More Child Brides, Please

| Tue Dec. 21, 2010 7:00 AM EST

Rep. Ileana Ros-Lehtinen (R-Fla.) has yet to assume the gavel of the House Foreign Affairs Committee. But in these waning days of the 111th congress, she's wasting no time hacking away at this country's credibility as a champion of basic human decency. Her most recent masterpiece: killing a bill that commits the country to combating forced child marriages abroad, and directs the Obama administration to develop a multi-year strategy to address the issue. Ros-Lehtinen's objections? That it's too expensive, and could be used to promote abortions.

Under normal procedure, the 241 votes the bill received on Thursday would've been enough to win its passage. But thanks to a rule (designed to expedite legislation by disallowing additional changes) invoked by House Speaker Nancy Pelosi (D-Calif.) the bill needed a two-thirds majority—or 290 yeas—to pass, a vote count that supporters of the bill from both parties still expected to meet easily. After all, its Dick-Durbin-penned cousin in the Senate passed unanimously.

Ros-Lehtinen tried to thwart the bill by raising concerns over its five-year, $108 million price tag. But once she failed, it should have been smooth sailing. Foreign Policy's Josh Rogin breaks down what happened next:

[A]bout one hour before the vote, every Republican House office received a message on the bill from GOP leadership, known as a Whip Alert, saying that leadership would vote "no" on the bill and encouraging all Republicans do the same. The last line on the alert particularly shocked the bill's supporters.

"There are also concerns that funding will be directed to NGOs that promote and perform abortion and efforts to combat child marriage could be usurped as a way to overturn pro-life laws," the alert read.

But the bill doesn’t even include any abortion-related funding. Still, Ros-Lehtinen's blast was enough to scare off any remaining pro-lifers who hadn't been sufficiently freaked out by her warnings about its cost.

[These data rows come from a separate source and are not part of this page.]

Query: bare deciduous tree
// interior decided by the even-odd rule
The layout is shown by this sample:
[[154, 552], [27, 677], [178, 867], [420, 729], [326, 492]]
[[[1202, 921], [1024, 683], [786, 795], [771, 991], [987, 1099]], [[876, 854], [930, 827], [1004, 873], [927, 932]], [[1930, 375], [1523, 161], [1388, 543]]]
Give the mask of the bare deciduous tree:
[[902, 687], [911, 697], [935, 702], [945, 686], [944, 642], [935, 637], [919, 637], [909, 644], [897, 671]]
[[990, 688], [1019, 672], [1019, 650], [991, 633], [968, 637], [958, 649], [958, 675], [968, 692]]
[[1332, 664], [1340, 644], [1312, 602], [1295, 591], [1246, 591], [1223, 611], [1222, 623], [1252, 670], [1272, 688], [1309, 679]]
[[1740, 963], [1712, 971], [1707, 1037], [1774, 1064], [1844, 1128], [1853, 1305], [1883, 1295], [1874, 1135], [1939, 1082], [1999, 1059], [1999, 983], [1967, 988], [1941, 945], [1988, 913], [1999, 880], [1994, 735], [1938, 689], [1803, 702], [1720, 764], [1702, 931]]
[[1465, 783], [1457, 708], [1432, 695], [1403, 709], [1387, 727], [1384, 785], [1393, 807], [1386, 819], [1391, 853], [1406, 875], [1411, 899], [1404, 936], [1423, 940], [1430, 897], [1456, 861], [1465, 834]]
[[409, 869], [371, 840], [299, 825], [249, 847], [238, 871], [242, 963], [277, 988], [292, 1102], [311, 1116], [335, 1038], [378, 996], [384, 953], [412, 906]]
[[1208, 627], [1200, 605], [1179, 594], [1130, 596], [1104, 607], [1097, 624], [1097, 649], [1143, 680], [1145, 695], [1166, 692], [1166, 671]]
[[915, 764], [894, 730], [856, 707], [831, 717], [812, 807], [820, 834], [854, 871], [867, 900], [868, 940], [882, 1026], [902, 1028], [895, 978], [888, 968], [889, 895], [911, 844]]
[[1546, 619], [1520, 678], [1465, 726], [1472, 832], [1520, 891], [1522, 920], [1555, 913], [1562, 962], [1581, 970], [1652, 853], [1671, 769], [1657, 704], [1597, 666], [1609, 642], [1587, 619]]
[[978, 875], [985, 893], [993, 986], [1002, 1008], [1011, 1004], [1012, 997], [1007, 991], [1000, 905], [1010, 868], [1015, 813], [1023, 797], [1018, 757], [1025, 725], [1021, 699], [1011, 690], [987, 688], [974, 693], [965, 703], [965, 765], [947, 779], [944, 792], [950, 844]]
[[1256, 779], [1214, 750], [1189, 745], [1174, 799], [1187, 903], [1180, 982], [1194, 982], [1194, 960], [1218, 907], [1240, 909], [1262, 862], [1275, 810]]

Ros-Lehtinen's efforts to thwart this bill show that she wants to do as much as she can, as early as she can, to frustrate plans to improve the mechanics of diplomacy. In what should have been a win for bipartisan decency, scare tactics won the day. Between Ros-Lehtinen's unwavering skepticism of global diplomacy, hard-line approach towards Iran and North Korea, and unabashed slamming of the State Department and foreign operations, it's becoming clear what sort of foreign policy course the GOP intends to chart over the next two years: one that dismisses the pursuit of humane objectives.